Lincoln County Sheriff’s Deputy William Durr was found face-down on the floor on the partition between the kitchen and living room.
Savrock said the collection of evidence was performed in a way she would not normally prefer. She said impending rain forced her to pause evidence collection within the house in order to collect evidence outside in an attempt to safeguard all evidence from weather.
Under cross-examination, defense attorney Alison Steiner asked why Savrock’s investigation was so unusual, an statement Savrock said is not accurate and doesn’t reflect the complexity of a crime scene.
“It was a challenge,” she said.
“And that challenge transfered over to when you wrote your final report,” Steiner said after noticing a casing was marked evidence #19 on one document and #20 on another.
“I will be told if a scene has been altered, but to me it’s irrelevant how,” Savrock said. “It’s my job to document it.”
Savrock said evidence collected outside the trailer included spent shell casings of various types, cell phones, a hat, a red duffel bag from the back of Godbolt’s Buick station wagon and “a lot of ballistic evidence,” or bullet holes.
Recovered from the scene, and believed to belong to Lincoln County Sheriff’s Deputy Timothy Kees, who was the second law enforcement officer to respond to the scene, was a Gen 4 Glock 17 pistol with 10 rounds in the magazine and one round left in the chamber. Savrock said Durr’s weapon had one fully-loaded magazine with one round in the chamber. She said his holster was locked, indicating he did not attempt to use it, but his canister of pepper spray was found open. He was wearing a bullet-proof vest when he was shot, she said.
Savrock said she recovered a red duffel bag from Godbolt’s station wagon that contained numerous loose rounds of ammunition in addition to plastic tactical round-holders and a box of .40 caliber live rounds.
In other testimony:
• Godbolt’s daughter My’Khyiah, nicknamed Bubbles, testified about her father’s history of violence against her mother, and said she feared him. She said Godbolt always kept a gun on him and had been viewing videos about firing and reloading guns on the day leading up to the all-night rampage through Bogue Chitto and Brookhaven.
“He was very mean,” she said. “He always hit my mom in front of me and he always used to hit me with a bat. ... He would punch her, slap her, do anything that could harm her.”
Godbolt was visibly upset while listening to her testimony, appearing to physically pine toward her.
She said she’d seen her father put a knife to her mother’s throat and feared his violent temper.
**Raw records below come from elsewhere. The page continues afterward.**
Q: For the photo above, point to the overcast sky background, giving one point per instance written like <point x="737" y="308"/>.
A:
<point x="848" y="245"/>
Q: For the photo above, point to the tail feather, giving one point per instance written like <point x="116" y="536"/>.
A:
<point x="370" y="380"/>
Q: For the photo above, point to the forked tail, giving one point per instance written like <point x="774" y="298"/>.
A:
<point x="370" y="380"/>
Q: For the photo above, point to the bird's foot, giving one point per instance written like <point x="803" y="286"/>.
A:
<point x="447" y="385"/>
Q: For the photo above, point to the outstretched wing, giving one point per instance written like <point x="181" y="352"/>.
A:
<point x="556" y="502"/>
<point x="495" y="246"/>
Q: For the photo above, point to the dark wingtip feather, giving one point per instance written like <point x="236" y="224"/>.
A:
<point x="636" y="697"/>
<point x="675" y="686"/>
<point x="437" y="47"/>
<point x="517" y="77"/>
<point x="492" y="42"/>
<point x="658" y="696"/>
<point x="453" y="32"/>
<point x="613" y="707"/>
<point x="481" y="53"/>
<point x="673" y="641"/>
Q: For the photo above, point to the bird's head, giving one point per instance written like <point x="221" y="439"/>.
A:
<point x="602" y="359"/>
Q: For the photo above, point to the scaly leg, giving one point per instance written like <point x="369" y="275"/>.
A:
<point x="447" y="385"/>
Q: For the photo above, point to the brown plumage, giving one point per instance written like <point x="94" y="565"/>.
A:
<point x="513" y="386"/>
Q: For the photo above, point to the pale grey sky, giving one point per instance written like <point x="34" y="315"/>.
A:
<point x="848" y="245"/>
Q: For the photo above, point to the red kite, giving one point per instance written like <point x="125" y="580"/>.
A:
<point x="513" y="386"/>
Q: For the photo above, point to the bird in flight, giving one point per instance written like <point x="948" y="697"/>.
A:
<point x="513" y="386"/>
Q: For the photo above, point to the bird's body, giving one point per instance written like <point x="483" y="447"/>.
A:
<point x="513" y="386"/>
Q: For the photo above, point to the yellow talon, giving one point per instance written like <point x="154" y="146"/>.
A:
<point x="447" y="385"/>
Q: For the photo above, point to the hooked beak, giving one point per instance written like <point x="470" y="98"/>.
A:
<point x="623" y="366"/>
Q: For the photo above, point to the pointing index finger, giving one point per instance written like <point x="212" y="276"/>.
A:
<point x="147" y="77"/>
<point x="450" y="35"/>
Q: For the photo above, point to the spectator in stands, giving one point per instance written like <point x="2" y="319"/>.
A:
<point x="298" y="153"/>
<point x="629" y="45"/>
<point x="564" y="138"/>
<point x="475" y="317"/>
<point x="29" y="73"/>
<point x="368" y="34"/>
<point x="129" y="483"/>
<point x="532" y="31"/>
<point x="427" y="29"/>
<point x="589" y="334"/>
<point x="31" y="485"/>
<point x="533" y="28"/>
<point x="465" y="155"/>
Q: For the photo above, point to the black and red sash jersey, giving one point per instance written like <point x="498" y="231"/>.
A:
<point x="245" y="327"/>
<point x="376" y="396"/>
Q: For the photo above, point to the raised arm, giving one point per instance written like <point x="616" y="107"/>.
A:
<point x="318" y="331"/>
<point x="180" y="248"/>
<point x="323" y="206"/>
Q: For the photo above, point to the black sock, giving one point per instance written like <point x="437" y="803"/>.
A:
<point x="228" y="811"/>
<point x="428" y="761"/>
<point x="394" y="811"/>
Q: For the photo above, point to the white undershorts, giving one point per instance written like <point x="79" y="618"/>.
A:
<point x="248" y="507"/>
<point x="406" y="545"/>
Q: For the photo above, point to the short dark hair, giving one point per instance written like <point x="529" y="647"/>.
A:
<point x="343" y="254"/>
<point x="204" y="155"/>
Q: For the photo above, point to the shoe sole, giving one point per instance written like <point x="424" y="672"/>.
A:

She said he beat her with a plastic bat for refusing to practice softball as long as he had wanted.
• Lincoln County Sheriff’s Investigator Andrew Montgomery painted a portrait of a chaotic scene on Lee Drive, and testified he fired canisters of tear gas into the home in an attempt to take Godbolt into custody. He later learned Godbolt had left the property.
Montgomery said he arrived after receiving a call around midnight, stopped at the end of the driveway and put on tactical equipment before approaching the house. He said he arrived within 10 minutes of receiving notification.
He said he approached the scene as an armed and barricaded subject, and moved a Lincoln County squad car into a protective position near the rear door of the trailer.
Montgomery testified he heard over police radio that another shooting had taken place on nearby Coopertown Road and Godbolt was named as a suspect.
• Sheena May’s niece, Tamarya May, said she watched in shock and horror from outside the residence as she heard an untold number of shots fired.
She testified she witnessed Godbolt firing his pistol, reloading it, entering the trailer and shooting again and then retrieving a rifle from his car, parked outside the trailer.
Tamarya May called 911 while hiding on the floor of a nearby sedan as what she assumed was a gun fight between Godbolt and law enforcement officers was playing out. Testimony has indicated that the shots were exchanged between Godbolt and Kees.